Missouri State University
Dr. Luciane Maimone

Dr. Luciane Maimone

  • Assistant professor
  • Springfield, Missouri

Celebrating multilingualism

Imagine you’re an immigrant in the U.S. who wants your children to assimilate and be accepted. They speak a heritage language at home and the majority language at school.

“Being an immigrant myself, I can relate to the powerful connection between language, culture and one’s sense of self,” Maimone said. “Maintaining children’s home languages is key to their identities and for their social and academic development.”

That’s because learning two languages at the same time is possible.

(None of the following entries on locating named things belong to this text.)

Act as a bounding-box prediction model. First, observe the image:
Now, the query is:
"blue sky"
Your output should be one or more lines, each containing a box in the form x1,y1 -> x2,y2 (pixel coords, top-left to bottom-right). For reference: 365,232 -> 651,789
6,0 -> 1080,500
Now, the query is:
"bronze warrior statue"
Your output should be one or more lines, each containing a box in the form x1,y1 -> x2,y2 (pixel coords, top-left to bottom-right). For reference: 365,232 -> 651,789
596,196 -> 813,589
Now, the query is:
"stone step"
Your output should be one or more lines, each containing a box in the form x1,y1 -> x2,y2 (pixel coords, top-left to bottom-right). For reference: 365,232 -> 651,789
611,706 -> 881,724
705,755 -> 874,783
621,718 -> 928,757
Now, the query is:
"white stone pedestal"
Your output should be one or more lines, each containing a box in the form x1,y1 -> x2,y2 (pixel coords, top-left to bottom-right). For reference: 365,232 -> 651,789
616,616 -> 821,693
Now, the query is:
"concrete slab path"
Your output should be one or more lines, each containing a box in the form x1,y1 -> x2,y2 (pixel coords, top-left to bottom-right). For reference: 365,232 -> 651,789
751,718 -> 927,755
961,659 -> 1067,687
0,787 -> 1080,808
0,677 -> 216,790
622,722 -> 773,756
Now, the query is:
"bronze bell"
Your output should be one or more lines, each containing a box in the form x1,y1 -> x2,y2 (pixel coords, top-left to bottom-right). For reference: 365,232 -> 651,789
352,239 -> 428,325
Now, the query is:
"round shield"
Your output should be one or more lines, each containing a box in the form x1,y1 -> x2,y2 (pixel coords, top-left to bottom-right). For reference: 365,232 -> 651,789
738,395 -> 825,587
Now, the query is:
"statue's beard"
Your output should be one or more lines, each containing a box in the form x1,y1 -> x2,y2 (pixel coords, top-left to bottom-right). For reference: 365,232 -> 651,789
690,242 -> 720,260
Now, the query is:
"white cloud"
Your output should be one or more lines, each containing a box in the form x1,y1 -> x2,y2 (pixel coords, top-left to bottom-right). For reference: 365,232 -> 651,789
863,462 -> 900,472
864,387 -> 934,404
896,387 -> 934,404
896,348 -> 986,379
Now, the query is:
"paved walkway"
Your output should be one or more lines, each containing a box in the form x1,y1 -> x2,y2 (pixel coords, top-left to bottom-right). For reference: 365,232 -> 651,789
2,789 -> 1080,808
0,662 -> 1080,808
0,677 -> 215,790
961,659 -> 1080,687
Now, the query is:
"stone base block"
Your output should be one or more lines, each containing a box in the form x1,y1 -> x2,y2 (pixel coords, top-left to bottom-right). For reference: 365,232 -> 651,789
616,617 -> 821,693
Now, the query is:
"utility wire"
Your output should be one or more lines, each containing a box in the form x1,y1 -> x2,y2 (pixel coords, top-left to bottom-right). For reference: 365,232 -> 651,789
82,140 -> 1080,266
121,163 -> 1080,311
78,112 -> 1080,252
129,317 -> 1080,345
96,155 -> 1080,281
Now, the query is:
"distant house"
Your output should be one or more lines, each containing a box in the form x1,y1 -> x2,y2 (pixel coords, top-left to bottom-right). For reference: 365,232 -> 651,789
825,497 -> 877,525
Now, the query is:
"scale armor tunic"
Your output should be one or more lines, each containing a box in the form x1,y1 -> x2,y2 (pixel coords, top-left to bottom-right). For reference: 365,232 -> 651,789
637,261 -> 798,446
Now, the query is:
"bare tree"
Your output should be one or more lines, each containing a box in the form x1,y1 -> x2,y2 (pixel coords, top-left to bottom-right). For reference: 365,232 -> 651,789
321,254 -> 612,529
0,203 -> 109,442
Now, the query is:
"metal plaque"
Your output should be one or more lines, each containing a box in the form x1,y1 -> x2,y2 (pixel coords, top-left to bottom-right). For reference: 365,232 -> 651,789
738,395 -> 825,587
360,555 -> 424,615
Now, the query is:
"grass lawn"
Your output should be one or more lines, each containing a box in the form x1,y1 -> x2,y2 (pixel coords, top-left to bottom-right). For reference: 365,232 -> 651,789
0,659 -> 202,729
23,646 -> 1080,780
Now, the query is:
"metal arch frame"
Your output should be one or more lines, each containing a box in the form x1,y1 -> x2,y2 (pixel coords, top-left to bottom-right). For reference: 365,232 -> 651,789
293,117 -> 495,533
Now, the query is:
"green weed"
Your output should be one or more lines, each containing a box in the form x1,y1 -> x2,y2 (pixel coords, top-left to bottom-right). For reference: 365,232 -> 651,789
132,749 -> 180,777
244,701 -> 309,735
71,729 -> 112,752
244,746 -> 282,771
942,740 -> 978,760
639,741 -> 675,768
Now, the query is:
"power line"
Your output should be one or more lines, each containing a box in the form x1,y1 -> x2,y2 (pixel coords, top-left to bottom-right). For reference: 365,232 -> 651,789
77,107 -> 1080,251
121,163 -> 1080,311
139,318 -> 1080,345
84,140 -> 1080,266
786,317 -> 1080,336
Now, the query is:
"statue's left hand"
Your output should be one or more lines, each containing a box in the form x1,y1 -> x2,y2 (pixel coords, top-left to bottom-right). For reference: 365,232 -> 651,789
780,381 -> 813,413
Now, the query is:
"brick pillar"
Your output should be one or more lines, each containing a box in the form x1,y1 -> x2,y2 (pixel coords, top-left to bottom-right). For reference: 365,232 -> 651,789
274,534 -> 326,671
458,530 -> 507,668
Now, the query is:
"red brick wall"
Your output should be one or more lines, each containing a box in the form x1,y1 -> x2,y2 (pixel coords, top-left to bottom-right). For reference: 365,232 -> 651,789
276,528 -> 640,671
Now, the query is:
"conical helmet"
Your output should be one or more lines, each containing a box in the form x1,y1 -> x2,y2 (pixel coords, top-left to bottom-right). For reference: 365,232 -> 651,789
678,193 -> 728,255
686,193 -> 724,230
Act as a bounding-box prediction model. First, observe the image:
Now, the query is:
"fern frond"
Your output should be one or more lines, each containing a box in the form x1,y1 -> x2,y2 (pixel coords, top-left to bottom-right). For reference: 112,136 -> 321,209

While the learning process for bilinguals is different, children who succeed in preserving their home language also fully acquire English.

Research shows bilingualism is linked to cognitive advantages and higher achievements in literacy and content areas.

An expert in the fields of cross-linguistic influence and language assessment, Maimone has published seven articles and presented at more than 16 refereed conferences.

Helping heritage speakers succeed academically

One of Maimone’s research projects explored the role of formal instruction in furthering heritage language knowledge. Maimone and her colleagues compared the effects of grammar and culture-based approaches on language complexity, fluency and accuracy among heritage Spanish learners.

Results suggested that relearning a home language was facilitated by reclaiming cultural connections more than by mastering grammatical rules.

In the language classroom, Spanish heritage speakers face unique challenges. Unlike typical foreign language learners, they may start with higher levels of communicative competence. However, they may lack knowledge of writing conventions, formal language, and specialized vocabulary and terminology. This can result in low self-confidence, feelings of inadequacy or cause them to get lower grades.

For example, Maimone said, think about your own childhood.

“How often did your mother ask you as a child to write something for her?” she said. “You don’t have as many opportunities to write at home as you have to speak. Developing writing and reading skills requires training more often provided outside the home.”

The biggest challenge, however, might be to help heritage speakers see value in their linguistic experience and motivate them to build proficiency in their heritage language.

A possible solution? Maimone suggests starting programs for heritage speakers at secondary and postsecondary levels. This could help more heritage speakers in the state of Missouri achieve academic and professional success and become more confident in pursuing a college education.

Assessing language and crosslinguistic influence

Maimone made a good impression on Dr. Ronald Leow, director of the Spanish program at Georgetown. Leow served as Maimone’s mentor while she worked on her dissertation.

“I found she was willing to listen to me, but also provided her own insights,” Leow said. “That’s a hallmark of a very good scholar. That she’s not just going to take my word for it.”

Maimone’s project explored the role one language plays in affecting someone’s ability to learn another. More specifically, how Spanish and Portuguese interact crosslinguistically.

She hasn’t accepted the status quo in the assessment field, either.

“Language testing is an exciting area, given the social and scientific implications of test results,” she said.

However, estimating how proficient a person is in a foreign language can be a costly process in both time and resources. Maimone became interested measures of language proficiency that are more readily available to researchers and teachers of language.

Maimone worked with the Assessment and Evaluation Language Research Center in Washington, D.C., to develop the first Portuguese C-test and the first automated Spanish C-test, an alternative test based on the reduced redundancy principle.

If you’ve been able to solve the Jumble puzzle in a newspaper where letters in words are out of order, that’s the redundancy principle at work. In other words, it’s your ability to recover meaning in oral or written texts that are incomplete or distorted.

She also worked in the development of elicited imitation tests for Portuguese and Spanish. These are oral language assessments that can be easily administered by teachers, adapted for language practice, and used as self-assessment tools.

“The future of language assessment is in measures that capture linguistic variability and creativity,” she said. “It’s about developing assessments that foster learner autonomy and success. These are assessments designed for learning, not for grading.”

That stands in contrast to traditional testing, which compares test takers to one another.